Vision data

Helper functions to get data in a DataLoaders in the vision application and higher class ImageDataLoaders

The main classes defined in this module are ImageDataLoaders and SegmentationDataLoaders, so you probably want to jump to their definitions. They provide factory methods that are a great way to quickly get your data ready for training, see the vision tutorial for examples.

Helper functions

get_grid

 get_grid (n:int, nrows:int=None, ncols:int=None, figsize:tuple=None,
           double:bool=False, title:str=None, return_fig:bool=False,
           flatten:bool=True, imsize:int=3, suptitle:str=None,
           sharex:"bool|Literal['none','all','row','col']"=False,
           sharey:"bool|Literal['none','all','row','col']"=False,
           squeeze:bool=True, width_ratios:Sequence[float]|None=None,
           height_ratios:Sequence[float]|None=None,
           subplot_kw:dict[str,Any]|None=None,
           gridspec_kw:dict[str,Any]|None=None)
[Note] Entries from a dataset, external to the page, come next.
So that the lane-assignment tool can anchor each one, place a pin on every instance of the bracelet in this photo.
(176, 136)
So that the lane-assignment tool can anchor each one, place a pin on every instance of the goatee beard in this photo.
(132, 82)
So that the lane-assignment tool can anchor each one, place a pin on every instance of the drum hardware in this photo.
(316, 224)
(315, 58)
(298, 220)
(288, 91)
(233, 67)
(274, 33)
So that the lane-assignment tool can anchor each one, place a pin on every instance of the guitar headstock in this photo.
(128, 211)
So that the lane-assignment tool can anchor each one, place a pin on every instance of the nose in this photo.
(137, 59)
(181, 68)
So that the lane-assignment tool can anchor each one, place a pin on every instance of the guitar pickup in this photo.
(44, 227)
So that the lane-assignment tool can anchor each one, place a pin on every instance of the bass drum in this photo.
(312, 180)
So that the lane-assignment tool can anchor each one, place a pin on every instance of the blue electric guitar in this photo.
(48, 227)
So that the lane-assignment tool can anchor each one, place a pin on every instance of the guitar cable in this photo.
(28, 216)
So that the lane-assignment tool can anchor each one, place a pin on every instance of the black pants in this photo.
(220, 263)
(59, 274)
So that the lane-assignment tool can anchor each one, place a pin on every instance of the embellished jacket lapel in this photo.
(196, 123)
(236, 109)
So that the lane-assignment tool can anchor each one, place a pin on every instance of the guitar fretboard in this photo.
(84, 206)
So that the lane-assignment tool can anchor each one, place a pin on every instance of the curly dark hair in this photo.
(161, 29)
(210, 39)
Return a grid of n axes, rows by cols

	Type	Default	Details
n	int		Number of axes in the returned grid
nrows	int	None	Number of rows in the returned grid, defaulting to `int(math.sqrt(n))`
ncols	int	None	Number of columns in the returned grid, defaulting to `ceil(n/rows)`
figsize	tuple	None	Width, height in inches of the returned figure
double	bool	False	Whether to double the number of columns and `n`
title	str	None	If passed, title set to the figure
return_fig	bool	False	Whether to return the figure created by `subplots`
flatten	bool	True	Whether to flatten the matplot axes such that they can be iterated over with a single loop
imsize	int	3	Size (in inches) of images that will be displayed in the returned figure
suptitle	str	None	Title to be set to returned figure
sharex	bool \| Literal[‘none’, ‘all’, ‘row’, ‘col’]	False
sharey	bool \| Literal[‘none’, ‘all’, ‘row’, ‘col’]	False
squeeze	bool	True
width_ratios	Sequence[float] \| None	None
height_ratios	Sequence[float] \| None	None
subplot_kw	dict[str, Any] \| None	None
gridspec_kw	dict[str, Any] \| None	None
Returns	(plt.Figure, plt.Axes)		Returns just `axs` by default, and (`fig`, `axs`) if `return_fig` is set to True

This is used by the type-dispatched versions of show_batch and show_results for the vision application. The default figsize is (cols*imsize, rows*imsize+0.6). imsize is passed down to subplots. suptitle, sharex, sharey, squeeze, subplot_kw and gridspec_kw are all passed down to plt.subplots. If return_fig is True, returns fig,axs, otherwise just axs.

clip_remove_empty

 clip_remove_empty (bbox:fastai.vision.core.TensorBBox,
                    label:fastai.torch_core.TensorMultiCategory)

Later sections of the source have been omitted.